Speaking to The Bridge, in an exclusive conversation, the 30-year-old shed light on her recent performances, the future of Indian chess and more.
On his recent performances
I don’t think there is any particular reason behind my consistency this year. I enjoyed my game much more, I start playing overboard after a long time. I’ve been working on improving my game for a long time, even online for that matter. So, probably everything just started to fall into place, I think. To be honest even I don’t know the exact reason and I don’t think it was a very amazing performance or anything, just very happy with the way things turned out for me.
On her experience leading the team at the Women’s World Championships
I’ve managed the team before and played on the top shelf, but it was different this time around because we won the silver medal. It is the first time that India has won a medal at the World Championships. It is certainly a great feeling when I think people will recognize our efforts now and our victory will go down in Indian sporting history. So very happy and proud of the efforts we have made in Sitges.
On the move from the Internet to the overboard
There is certainly a difference between playing overboard and playing online. The two are completely different challenges. The main challenge in over the board is the fact that you have to play with the mind of the opponent. You can analyze your opponent from their body language and then decide what you want to do. Online, on the other hand, is much more mechanical. You need to keep an eye on the internet while making sure you are quick in your movements and have a good grip on your mouse.
On chess considered an esport then pushed for the Olympics
As a player, I hope inclusion in the Olympics will happen soon. I know chess is complicated and difficult for viewers to understand, but it is also difficult for us when people are not really encouraging the sport. This could all change if FIDE somehow manages to make it part of the Olympics. It was part of the 2006 and 2010 Asian Games and will also be played in Hangzhou 2022, so you never know we might have it at the Olympics soon.
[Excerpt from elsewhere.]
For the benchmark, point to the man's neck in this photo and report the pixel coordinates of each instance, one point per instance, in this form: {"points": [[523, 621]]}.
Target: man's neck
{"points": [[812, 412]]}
It wouldn’t happen overnight, but as it does it can only be good for chess as a sport.
On mental preparation before a match or tournament
Preparation varies whether it is in-line versus on-set. Likewise, it varies when it comes to a knockout or a long tournament. In a long tournament, your main goal is to be at your best, and to keep your mind focused and relaxed for a long time, which will help you perform better in the end. Whereas on the contrary, in a knockout style event, it’s more about preparing your mind to give your all in every game and making sure you don’t even make a single mistake, as even a slight mistake can. make you lose your mind. Tournament. Likewise, when I played the sprint championships where I had to play match after match, my state of mind was different. Rather, it was about forgetting what happened in the last game and focusing on the present.
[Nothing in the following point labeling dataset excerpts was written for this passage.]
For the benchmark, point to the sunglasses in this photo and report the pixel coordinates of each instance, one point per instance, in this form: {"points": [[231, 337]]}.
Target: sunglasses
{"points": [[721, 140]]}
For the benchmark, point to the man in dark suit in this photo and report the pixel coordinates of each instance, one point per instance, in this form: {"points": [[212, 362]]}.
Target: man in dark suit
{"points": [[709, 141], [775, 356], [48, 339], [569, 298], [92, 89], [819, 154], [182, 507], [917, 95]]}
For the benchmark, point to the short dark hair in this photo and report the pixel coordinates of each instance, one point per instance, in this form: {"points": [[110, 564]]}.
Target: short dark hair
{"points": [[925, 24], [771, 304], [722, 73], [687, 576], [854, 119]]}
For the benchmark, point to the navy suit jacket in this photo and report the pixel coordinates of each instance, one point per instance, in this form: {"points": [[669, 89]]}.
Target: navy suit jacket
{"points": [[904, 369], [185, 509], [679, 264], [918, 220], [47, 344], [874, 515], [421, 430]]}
On the chess boom for a year and a half
Certainly, chess has experienced a very big boom. People were stuck at home because of the pandemic and they had no other sport to play than chess. This, coupled with all of those streamers making chess viewer friendly, meant more and more people were drawn to it. This is surely a good sign for someone like me and I am very excited to see this happen. And I really believe that this is just the beginning and that there is a lot more potential for chess to thrive in India.
On the future of women’s chess in India
In the boys, we have very strong juniors and we have a lot of them. The same can’t really be said for the girls section; I don’t know the reason but it is. We only have two female Grand Masters – Humpy and me. To say that it’s been 10 years since I became a GM and there hasn’t been one since; it’s disappointing. The next two years I think will be crucial for women’s chess in India as the sport is on the rise anyway and our performances at the World Championships will inspire more girls to play the sport. Even though we may have two or three good players in the next few years, it will do good for women’s chess in India.
About the Chess Super League
The Chess Super League, I thought, started out as a fun thing. But believe me, there are a lot of emotions attached to it, and the tournament hasn’t even started. What follows the event on social media is insane and I’m very happy to be a part of it. All the teams, I think, are at the same level of assessment and it’s going to be pretty exciting.